Kleine Wand, großer Erfolg

Die Lärmschutzsysteme der Firma Kassecker sind nur etwa 70 Zentimeter hoch. Sie garantieren eine bessere Schalldämpfung an Bahnstrecken. Dafür gab es nun einen Preis.

Die Lärmschutzsysteme der Firma Kassecker sind nur etwa 70 Zentimeter hoch. Sie garantieren eine bessere Schalldämpfung an Bahnstrecken. Dafür gab es nun einen Preis.

Waldsassen – Erfindergeist zahlt sich aus. Das kann die Firma Kassecker im oberpfälzischen Waldsassen bestätigen. Mit der Entwicklung eines neuartigen Lärmschutzsystems für den Einsatz an Bahngleisen sicherte sich das Unternehmen den CNA-Sonderpreis für „herausragende unternehmerische oder wissenschaftliche Leistungen“. Das Center for Transportation & Logistics Neuer Adler vergab die Auszeichnung in diesem Jahr bereits zum 13. Mal.

Die Neuentwicklung hat die Jury beeindruckt. Aber wie kam es dazu? Josef Andritzky aus der Kassecker-Geschäftsleitung erklärt: „Die üblichen hohen Lärmschutzwände aus Aluminium konnten dem teils hohen Sogdruck auf den ICE-Strecken nicht adäquat standhalten.“ Eine neue, verbesserte Lösung musste her. „Die niedrige Lärmschutzwand wird aus Stahl hergestellt – aufgrund der hohen Stabilität des Werkstoffs“, sagt Andritzky – und verweist auf die Größe von gerade einmal 55 beziehungsweise 74 Zentimetern. „Die Höhen sind eine Vorgabe der Deutschen Bahn und wurden für die zunächst als Versuchswände vorgesehenen Bauteile angesetzt.“ Um den Nutzen eines anderen statischen Aufbaus zu testen, entwarf die Firma Döring Stahlbau, die der Kassecker- Gruppe angegliedert ist, zunächst eine hohe Schutzwand aus Stahl. Mit den gewonnen Erkenntnissen habe man gemeinsam das Projekt „Niedrige Schallschutzwand“ umgesetzt, sagt Andritzky.
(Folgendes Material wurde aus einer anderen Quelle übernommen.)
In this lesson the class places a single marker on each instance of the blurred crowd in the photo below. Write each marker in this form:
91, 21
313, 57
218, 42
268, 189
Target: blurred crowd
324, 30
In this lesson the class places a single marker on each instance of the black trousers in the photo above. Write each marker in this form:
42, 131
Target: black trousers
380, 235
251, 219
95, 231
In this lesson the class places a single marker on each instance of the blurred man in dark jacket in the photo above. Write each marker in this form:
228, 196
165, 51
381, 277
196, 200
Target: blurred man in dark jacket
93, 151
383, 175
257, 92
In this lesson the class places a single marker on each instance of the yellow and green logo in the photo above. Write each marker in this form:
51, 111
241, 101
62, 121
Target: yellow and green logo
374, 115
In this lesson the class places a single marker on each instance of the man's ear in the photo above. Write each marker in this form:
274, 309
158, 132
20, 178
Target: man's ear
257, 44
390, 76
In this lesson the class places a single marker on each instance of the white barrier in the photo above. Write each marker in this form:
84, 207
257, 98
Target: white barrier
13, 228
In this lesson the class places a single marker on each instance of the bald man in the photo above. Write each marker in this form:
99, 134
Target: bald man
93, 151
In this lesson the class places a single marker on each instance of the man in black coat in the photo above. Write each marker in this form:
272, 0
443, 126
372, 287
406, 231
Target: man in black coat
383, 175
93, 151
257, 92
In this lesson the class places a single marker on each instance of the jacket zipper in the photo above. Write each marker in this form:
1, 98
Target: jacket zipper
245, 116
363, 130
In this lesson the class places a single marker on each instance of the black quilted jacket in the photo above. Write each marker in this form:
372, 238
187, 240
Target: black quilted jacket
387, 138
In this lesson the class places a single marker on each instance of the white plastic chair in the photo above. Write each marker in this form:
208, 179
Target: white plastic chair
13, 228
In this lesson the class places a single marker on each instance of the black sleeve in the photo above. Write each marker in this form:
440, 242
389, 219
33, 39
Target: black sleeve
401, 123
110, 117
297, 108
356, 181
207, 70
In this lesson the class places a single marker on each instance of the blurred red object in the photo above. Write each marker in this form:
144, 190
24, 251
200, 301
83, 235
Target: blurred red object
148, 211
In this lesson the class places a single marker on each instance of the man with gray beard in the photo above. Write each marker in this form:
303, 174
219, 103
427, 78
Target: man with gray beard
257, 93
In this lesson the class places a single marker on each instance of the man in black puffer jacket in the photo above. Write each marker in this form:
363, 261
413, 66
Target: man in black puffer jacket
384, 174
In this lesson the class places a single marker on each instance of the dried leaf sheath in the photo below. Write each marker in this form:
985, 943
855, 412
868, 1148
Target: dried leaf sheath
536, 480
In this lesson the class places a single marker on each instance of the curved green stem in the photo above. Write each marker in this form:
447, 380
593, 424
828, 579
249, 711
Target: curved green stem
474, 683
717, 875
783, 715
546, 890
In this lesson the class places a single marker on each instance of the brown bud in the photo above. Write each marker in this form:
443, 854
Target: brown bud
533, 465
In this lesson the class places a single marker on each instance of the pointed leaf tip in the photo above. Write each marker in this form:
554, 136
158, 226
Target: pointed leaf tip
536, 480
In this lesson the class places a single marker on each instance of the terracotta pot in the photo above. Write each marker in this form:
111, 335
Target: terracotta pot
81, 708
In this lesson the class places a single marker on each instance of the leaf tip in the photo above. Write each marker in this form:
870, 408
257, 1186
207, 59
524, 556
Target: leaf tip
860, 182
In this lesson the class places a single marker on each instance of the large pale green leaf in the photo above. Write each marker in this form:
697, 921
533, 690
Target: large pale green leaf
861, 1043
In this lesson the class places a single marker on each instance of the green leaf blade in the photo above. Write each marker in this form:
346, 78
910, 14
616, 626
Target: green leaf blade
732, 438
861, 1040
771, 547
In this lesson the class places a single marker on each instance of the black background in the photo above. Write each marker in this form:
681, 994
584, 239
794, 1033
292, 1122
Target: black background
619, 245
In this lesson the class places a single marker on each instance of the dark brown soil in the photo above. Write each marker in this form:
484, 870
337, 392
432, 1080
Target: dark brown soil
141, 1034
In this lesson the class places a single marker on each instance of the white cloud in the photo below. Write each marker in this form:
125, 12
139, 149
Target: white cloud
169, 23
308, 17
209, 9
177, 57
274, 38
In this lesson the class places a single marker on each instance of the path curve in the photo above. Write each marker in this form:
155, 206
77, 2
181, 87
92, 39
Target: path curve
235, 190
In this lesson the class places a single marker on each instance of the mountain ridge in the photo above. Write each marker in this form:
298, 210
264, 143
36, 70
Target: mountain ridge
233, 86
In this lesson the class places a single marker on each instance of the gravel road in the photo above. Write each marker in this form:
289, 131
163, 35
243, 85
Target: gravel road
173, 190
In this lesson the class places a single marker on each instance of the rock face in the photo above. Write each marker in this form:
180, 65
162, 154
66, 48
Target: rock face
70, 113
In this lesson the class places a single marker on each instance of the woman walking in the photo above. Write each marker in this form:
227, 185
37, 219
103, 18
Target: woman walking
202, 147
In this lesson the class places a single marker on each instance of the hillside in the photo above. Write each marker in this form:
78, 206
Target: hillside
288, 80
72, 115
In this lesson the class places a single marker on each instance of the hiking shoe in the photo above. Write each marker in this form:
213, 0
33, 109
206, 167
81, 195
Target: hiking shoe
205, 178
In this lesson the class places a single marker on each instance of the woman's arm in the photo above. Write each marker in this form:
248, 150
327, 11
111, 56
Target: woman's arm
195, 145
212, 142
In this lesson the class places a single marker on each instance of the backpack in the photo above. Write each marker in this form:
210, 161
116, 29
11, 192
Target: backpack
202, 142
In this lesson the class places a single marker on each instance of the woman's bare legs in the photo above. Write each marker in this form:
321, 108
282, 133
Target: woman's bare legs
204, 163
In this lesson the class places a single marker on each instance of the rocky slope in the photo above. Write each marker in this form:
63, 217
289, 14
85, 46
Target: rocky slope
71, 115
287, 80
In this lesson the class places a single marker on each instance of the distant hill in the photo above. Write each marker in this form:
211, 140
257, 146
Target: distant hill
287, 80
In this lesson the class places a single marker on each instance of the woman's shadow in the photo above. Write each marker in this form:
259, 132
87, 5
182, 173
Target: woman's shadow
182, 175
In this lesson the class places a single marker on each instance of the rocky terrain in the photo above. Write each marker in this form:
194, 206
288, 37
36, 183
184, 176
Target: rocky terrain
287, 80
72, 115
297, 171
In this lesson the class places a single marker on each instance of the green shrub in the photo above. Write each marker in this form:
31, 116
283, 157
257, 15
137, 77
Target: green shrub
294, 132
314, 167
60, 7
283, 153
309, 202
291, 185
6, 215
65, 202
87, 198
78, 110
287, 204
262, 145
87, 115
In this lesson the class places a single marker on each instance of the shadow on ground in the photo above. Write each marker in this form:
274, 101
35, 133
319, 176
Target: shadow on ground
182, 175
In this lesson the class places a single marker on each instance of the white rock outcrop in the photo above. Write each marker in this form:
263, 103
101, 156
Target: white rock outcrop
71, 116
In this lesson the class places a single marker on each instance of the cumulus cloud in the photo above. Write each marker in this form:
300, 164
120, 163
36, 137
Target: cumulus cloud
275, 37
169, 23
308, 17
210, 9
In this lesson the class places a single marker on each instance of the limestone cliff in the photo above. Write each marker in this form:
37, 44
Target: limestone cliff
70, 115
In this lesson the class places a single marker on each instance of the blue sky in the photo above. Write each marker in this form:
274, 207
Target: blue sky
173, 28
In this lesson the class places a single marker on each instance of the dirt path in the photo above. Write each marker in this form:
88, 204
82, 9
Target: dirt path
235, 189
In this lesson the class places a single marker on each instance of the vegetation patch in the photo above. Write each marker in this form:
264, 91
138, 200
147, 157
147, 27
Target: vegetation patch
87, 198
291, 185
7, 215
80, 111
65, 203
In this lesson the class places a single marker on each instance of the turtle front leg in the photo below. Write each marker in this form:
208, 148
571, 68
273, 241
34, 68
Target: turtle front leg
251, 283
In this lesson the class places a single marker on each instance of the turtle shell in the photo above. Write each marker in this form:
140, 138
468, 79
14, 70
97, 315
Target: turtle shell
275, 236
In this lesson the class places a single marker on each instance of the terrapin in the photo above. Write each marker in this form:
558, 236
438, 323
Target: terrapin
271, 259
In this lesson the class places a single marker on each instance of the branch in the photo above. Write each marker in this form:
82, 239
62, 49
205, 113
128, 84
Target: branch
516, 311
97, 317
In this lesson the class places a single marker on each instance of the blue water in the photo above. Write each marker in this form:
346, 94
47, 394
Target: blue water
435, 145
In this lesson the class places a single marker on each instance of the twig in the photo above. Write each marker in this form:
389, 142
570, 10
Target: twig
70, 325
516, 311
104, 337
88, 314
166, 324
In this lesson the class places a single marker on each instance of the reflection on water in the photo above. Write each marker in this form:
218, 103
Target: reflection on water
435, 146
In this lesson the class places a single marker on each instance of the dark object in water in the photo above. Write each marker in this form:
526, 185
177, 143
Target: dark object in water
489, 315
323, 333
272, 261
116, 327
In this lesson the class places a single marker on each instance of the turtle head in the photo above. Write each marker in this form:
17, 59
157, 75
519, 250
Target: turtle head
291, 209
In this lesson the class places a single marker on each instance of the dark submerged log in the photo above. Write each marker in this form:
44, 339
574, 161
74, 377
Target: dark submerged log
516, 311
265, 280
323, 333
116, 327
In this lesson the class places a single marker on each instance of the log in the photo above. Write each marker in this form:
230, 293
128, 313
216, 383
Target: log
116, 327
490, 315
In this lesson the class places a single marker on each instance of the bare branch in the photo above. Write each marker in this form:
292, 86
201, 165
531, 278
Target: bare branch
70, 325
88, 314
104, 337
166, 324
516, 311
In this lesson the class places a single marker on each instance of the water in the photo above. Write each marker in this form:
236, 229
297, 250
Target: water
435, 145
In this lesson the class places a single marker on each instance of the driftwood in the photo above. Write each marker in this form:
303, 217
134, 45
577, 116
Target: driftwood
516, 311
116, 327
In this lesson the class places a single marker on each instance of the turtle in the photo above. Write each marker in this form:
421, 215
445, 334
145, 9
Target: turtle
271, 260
Kassecker produzierte bereits vor sechs Jahren die ersten der neuartigen Systeme. Im vergangenen Jahr wurden sie offiziell vom Eisenbahnbundesamt zugelassen. „Das ist notwendig für den generellen Einsatz bei der Deutschen Bahn“, erläutert Andritzky. Bisher seien die Projekte mithilfe langwieriger Einzelfallgenehmigungen abgewickelt worden. „Durch die offizielle Zulassung wird die Verwendung der niedrigen Lärmschutzwand an Bahnstrecken administrativ einfacher umsetzbar“, freut sich das Mitglied der Geschäftsleitung. Allerdings entscheide die Bahn als Auftraggeber, an welchen Stellen die Wand verwendet wird. „Sinn macht der Einsatz immer dort, wo hohe Wände aufgrund der Sichtachse, Landschaftsschutz oder Denkmalschutz störend sind“, betont Andritzky. Aus wirtschaftlichen, optischen und städtebaulichen Gründen sei die Aufstellung der üblichen Modelle, die bis zu fünf Meter hoch sind, nicht immer möglich oder zielführend.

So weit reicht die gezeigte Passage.